You are viewing a plain text version of this content. The canonical link for it is here.

Posted to user@tika.apache.org by "Allison, Timothy B." <ta...@mitre.org> on 2017/06/20 15:04:22 UTC

RE: Tesseract - OCR and Tika

Bouncing to user@

Are you able to share the document?

How are you running OCR exactly:
1) running OCR on extracted inline images
2) rendering page and then running OCR on the rendered image

What is the quality of the image?

Are you using the right language pack for the language?

-----Original Message-----
From: Mattmann, Chris A (3010) [mailto:chris.a.mattmann@jpl.nasa.gov] 
Sent: Tuesday, June 20, 2017 10:02 AM
To: dev@tika.apache.org
Cc: Ravi Gadapa <ra...@yahoo.com>
Subject: Re: Tesseract - OCR and Tika

FWD’ing to the Tika list (note TO: address change)

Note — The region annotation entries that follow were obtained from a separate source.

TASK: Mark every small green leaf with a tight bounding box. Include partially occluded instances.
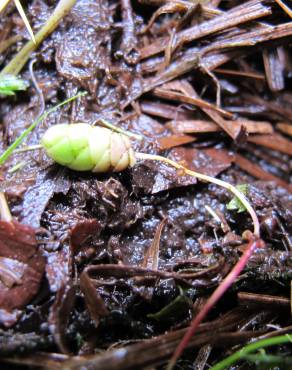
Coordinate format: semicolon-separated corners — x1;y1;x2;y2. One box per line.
226;184;248;213
147;295;192;322
0;75;28;96
0;92;87;165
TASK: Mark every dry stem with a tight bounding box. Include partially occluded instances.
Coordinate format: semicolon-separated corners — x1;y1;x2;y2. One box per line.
136;153;260;238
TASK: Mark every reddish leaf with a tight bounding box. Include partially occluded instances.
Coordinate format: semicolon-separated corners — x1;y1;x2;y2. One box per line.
0;221;45;321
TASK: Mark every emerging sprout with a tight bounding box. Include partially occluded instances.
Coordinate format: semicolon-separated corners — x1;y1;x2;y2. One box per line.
226;184;248;213
42;123;136;172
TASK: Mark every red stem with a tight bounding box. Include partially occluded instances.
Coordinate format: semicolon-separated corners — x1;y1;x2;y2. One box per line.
167;238;264;370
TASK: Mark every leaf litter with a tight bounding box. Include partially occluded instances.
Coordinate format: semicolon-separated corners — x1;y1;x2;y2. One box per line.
0;0;292;370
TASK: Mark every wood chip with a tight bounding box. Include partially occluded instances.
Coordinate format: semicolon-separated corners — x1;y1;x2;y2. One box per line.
248;134;292;155
167;118;274;134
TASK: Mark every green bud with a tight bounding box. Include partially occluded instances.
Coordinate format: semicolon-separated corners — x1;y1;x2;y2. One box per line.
42;123;136;172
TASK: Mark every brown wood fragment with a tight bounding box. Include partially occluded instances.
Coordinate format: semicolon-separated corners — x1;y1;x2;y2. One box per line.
140;101;193;119
214;68;266;80
153;88;233;118
141;218;167;270
237;292;290;310
263;49;285;91
234;154;292;191
167;118;274;134
141;0;271;59
248;134;292;155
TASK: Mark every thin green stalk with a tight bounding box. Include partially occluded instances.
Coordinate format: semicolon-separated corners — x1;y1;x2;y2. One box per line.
0;0;76;76
209;334;292;370
0;191;12;222
242;353;292;364
0;92;86;165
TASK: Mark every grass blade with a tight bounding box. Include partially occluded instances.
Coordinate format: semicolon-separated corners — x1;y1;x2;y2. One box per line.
210;334;292;370
0;92;86;165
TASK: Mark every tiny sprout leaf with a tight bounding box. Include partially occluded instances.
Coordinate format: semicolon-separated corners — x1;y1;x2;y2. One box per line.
226;184;248;213
0;74;28;96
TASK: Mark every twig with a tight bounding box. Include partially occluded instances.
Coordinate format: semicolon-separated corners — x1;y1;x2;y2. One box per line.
136;153;260;234
167;238;263;370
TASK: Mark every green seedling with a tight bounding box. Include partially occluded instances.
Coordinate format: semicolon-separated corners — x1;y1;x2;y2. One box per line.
226;184;248;213
0;98;264;369
0;74;28;96
210;334;292;370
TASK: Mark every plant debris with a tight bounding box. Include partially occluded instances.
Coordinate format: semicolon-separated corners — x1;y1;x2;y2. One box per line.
0;0;292;370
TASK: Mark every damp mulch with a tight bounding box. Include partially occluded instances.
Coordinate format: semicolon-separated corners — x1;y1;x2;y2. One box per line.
0;0;292;370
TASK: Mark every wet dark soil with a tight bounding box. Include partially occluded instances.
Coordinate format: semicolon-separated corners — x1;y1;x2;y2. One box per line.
0;0;292;370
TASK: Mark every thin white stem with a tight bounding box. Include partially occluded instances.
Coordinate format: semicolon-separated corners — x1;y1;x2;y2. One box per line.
135;153;260;238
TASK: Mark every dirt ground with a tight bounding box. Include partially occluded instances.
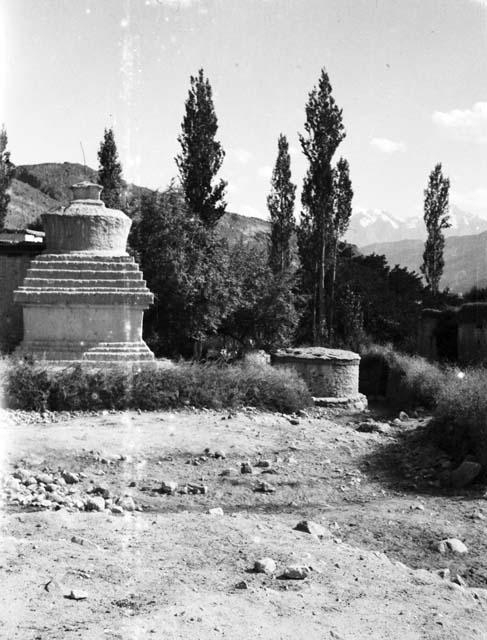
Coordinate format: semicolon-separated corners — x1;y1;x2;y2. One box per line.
0;409;487;640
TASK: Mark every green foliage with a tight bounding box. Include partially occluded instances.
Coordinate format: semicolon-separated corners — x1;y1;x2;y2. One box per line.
220;244;298;350
131;186;230;356
433;368;487;467
336;254;424;349
176;69;226;228
463;286;487;302
421;164;451;295
0;125;15;230
360;345;453;409
98;128;125;209
298;69;351;344
267;133;296;274
6;363;312;413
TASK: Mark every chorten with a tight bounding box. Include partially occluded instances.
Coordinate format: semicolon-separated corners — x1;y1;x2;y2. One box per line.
15;182;154;365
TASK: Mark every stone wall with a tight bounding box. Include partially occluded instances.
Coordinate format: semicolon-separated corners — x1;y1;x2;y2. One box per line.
272;347;360;398
458;302;487;364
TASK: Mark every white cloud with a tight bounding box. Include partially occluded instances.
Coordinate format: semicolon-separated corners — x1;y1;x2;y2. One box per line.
145;0;199;9
432;102;487;143
257;164;272;179
370;138;406;153
231;148;252;164
237;204;264;218
450;187;487;215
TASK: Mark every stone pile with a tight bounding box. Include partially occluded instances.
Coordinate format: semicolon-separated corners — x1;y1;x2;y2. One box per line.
0;468;141;514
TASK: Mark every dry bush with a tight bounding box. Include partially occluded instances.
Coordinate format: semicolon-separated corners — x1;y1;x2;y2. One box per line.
5;362;312;413
360;345;452;409
434;368;487;467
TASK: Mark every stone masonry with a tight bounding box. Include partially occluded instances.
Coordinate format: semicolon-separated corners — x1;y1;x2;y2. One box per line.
15;182;154;365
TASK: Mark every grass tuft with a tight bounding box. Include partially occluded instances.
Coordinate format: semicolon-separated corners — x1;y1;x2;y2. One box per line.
4;362;312;413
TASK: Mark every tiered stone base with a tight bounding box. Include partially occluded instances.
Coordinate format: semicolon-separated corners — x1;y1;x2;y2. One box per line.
313;393;368;411
15;252;154;365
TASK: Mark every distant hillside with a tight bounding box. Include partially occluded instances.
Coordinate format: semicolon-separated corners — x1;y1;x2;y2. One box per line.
16;162;151;204
6;162;270;247
346;205;487;247
5;179;60;229
360;231;487;293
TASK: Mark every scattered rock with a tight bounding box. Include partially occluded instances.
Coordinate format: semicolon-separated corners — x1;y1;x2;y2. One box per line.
118;496;135;511
451;573;468;588
356;420;390;433
218;467;238;477
254;482;276;493
255;460;272;469
279;564;311;580
437;538;468;554
186;484;208;494
64;589;88;600
110;504;125;515
35;473;54;484
90;485;110;499
253;558;277;574
85;496;105;511
294;520;331;540
235;580;249;589
159;481;178;495
62;471;79;484
435;567;450;580
450;460;482;489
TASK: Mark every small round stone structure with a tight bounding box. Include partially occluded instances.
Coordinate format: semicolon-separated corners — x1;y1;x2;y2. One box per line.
14;182;154;365
271;347;367;409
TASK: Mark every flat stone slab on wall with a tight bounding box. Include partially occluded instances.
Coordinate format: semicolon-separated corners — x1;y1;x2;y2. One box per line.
271;347;366;406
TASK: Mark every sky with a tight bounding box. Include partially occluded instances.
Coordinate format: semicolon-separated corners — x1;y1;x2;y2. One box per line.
0;0;487;218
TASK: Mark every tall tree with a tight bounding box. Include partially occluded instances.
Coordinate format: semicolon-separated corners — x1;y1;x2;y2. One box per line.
98;128;124;209
421;164;451;296
267;133;296;274
0;125;15;230
131;185;229;357
298;69;345;344
327;158;353;340
176;69;227;229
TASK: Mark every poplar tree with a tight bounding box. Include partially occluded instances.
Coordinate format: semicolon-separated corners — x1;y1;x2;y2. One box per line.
328;158;353;340
176;69;227;229
267;133;296;275
0;125;15;230
98;128;124;209
421;163;451;296
298;69;345;344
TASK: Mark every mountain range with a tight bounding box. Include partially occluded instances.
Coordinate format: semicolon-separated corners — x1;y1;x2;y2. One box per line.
345;205;487;247
5;162;487;293
5;162;270;245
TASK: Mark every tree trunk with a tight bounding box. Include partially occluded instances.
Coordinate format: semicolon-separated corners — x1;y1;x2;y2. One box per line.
317;218;326;346
328;246;337;344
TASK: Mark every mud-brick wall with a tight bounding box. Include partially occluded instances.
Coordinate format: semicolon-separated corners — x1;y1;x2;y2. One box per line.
458;302;487;364
0;244;41;352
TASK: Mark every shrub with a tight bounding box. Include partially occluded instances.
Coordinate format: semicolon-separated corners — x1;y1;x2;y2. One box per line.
360;345;451;408
5;362;312;412
433;368;487;466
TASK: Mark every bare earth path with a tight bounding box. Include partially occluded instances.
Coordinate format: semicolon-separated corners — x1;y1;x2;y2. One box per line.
0;410;487;640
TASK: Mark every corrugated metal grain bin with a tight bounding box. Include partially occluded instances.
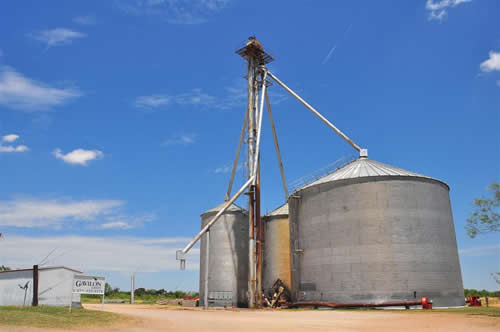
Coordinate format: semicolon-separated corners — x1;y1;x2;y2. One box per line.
262;204;292;293
200;204;248;307
289;158;464;307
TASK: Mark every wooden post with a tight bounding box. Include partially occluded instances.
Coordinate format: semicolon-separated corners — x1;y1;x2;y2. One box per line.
32;265;38;307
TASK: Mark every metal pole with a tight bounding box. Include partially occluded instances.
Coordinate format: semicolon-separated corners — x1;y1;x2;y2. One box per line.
203;230;210;310
224;110;248;200
268;72;361;152
255;161;263;308
178;176;254;254
253;68;267;181
69;275;75;312
247;54;256;308
32;265;39;307
266;92;288;202
130;272;135;304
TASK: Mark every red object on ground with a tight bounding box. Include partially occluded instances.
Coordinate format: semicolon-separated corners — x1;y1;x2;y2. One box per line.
286;297;432;309
422;297;432;309
466;296;482;307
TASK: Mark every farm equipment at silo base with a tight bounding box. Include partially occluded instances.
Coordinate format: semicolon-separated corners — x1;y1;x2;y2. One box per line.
286;297;432;309
465;296;482;307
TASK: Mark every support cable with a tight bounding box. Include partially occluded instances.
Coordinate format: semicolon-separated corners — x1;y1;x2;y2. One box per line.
224;109;248;201
267;71;362;152
266;92;288;202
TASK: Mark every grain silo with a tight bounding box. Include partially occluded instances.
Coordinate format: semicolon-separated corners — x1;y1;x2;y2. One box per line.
200;204;249;307
289;158;464;307
262;204;291;293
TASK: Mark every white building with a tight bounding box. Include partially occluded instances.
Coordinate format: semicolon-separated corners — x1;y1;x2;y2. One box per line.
0;266;83;306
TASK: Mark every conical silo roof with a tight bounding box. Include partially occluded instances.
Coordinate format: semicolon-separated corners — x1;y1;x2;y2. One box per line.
265;203;288;217
202;202;247;215
299;158;448;190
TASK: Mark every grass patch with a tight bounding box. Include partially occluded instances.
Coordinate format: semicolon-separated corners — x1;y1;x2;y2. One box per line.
0;306;135;329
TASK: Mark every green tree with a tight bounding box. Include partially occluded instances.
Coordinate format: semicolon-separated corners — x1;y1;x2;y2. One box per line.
491;272;500;284
465;182;500;238
104;283;113;296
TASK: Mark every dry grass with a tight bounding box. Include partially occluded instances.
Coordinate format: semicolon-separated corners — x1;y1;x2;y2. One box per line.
0;306;135;329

++++++++++++++++++++++++++++++++++++++++++++++++++++++++++++++++++++++++++
Chris Mattmann, Ph.D.
Principal Data Scientist, Engineering Administrative Office (3010) Manager, NSF & Open Source Projects Formulation and Development Offices (8212) NASA Jet Propulsion Laboratory Pasadena, CA 91109 USA
Office: 180-503E, Mailstop: 180-503
Email: chris.a.mattmann@nasa.gov
WWW:  http://sunset.usc.edu/~mattmann/
++++++++++++++++++++++++++++++++++++++++++++++++++++++++++++++++++++++++++
Director, Information Retrieval and Data Science Group (IRDS) Adjunct Associate Professor, Computer Science Department University of Southern California, Los Angeles, CA 90089 USA
WWW: http://irds.usc.edu/
++++++++++++++++++++++++++++++++++++++++++++++++++++++++++++++++++++++++++


From: Ravi Gadapa <ra...@yahoo.com>
Date: Monday, June 19, 2017 at 8:56 PM
To: "dev-owner@tika.apache.org" <de...@tika.apache.org>
Subject: Tesseract - OCR and Tika

I have been using it for our project and i seem to have problem extracting the data from pdf documents. Below is the sample how it extracts.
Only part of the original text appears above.